Glue job is the business logic that automate the extract, transform, and
transfer data to different locations.
Glue job creates a Hadoop task in the backend and since it uses Hadoop ecosystem all the nodes in the cluster must be able to find using the FQDN and communicate with each other. To satisfy Hadoop DNS lookup, both forward and reverse lookups must succeed. When you use the default DHCP option set with AmazonProvidedDNS, it automatically creates the DNS record for the nodes that’s getting created in the VPC.

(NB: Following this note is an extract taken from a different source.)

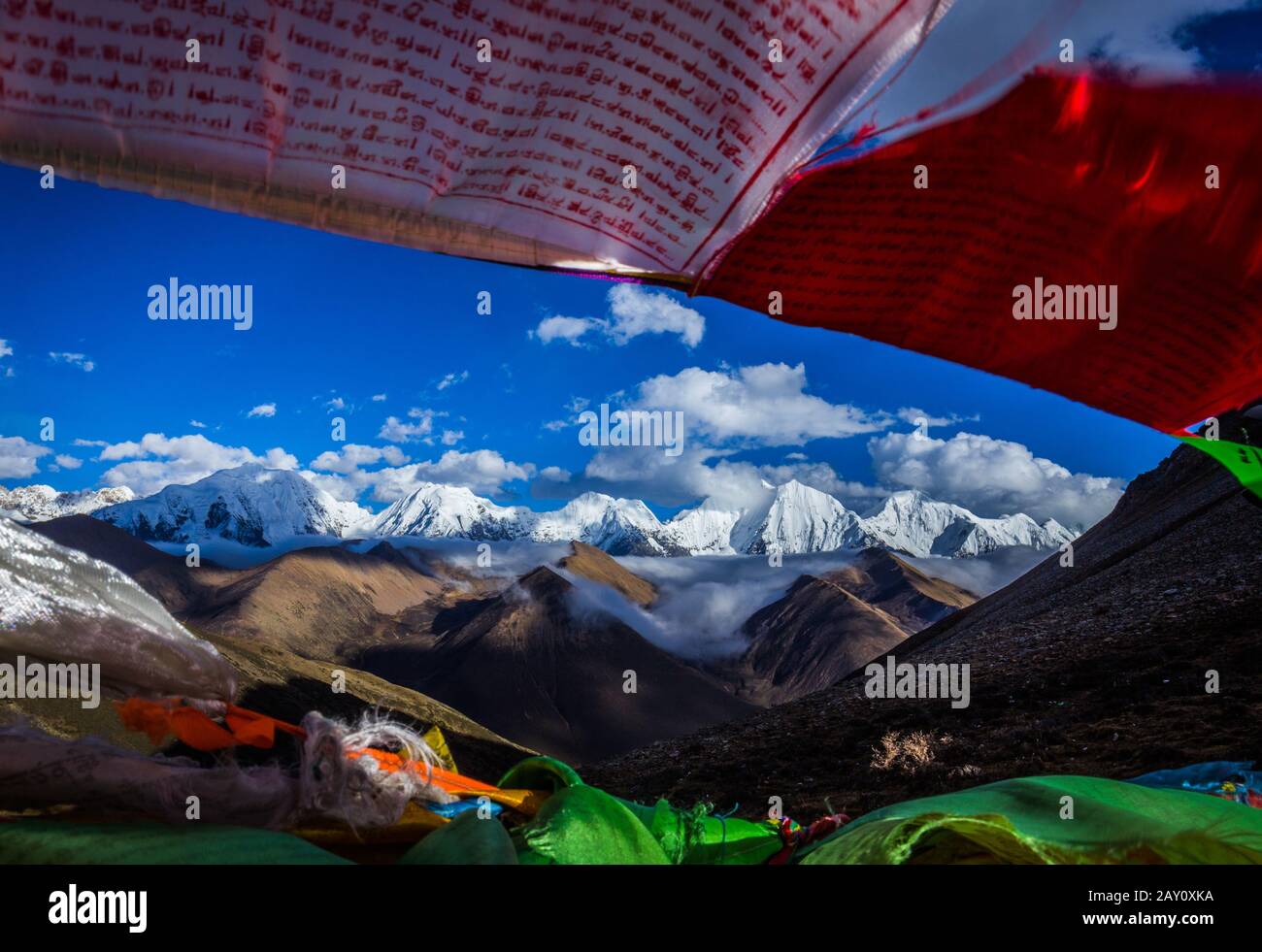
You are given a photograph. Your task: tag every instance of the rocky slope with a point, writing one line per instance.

When you have custom domain name and DNS server configured in the DHCP options of your VPC it won’t auto-generate the DNS hostname records. In this scenario, you shall use one of the following two options to run a Glue job.
Create small subnets
in your VPC specifically for Glue jobs. Then you create hostname A record for
all the IP addresses in the subnet with the naming convention as
ip-10-100-11-25.custom.domain and create PTR records for all the hostnames to
enable reverse lookup. This will enable the Glue job to successfully resolve
the FQDN to the appropriate IP address. Example configuration of similar setup
using BIND is explained in the AWS blog post titled “Launching
and Running an Amazon EMR Cluster in your VPC – Part 2: Custom DNS”
Create a separate VPC
for Glue jobs (glue-jobs-vpc) with the default DHCP options of Amazon provided
domain name and Amazon provided DNS server. Configure VPC peering between the
Glue jobs VPC (glue-job-vpc) & the production VPC with custom DNS server
configured where the datastore is located. With this setup, when you launch a
Glue job it will be executed in the Glue jobs VPC which will use the default
settings and will be able to successfully resolve the FQDN, and also it will be
able to connect to the datastore using the VPC peering.
Following diagram show
the simple depiction of the option 2 discussed above.
You learned two
different approach to run AWS Glue jobs while having your datastore in a VPC
with custom DNS configuration. In both the options that we discussed above plan
the VPC/Subnet size according to your need.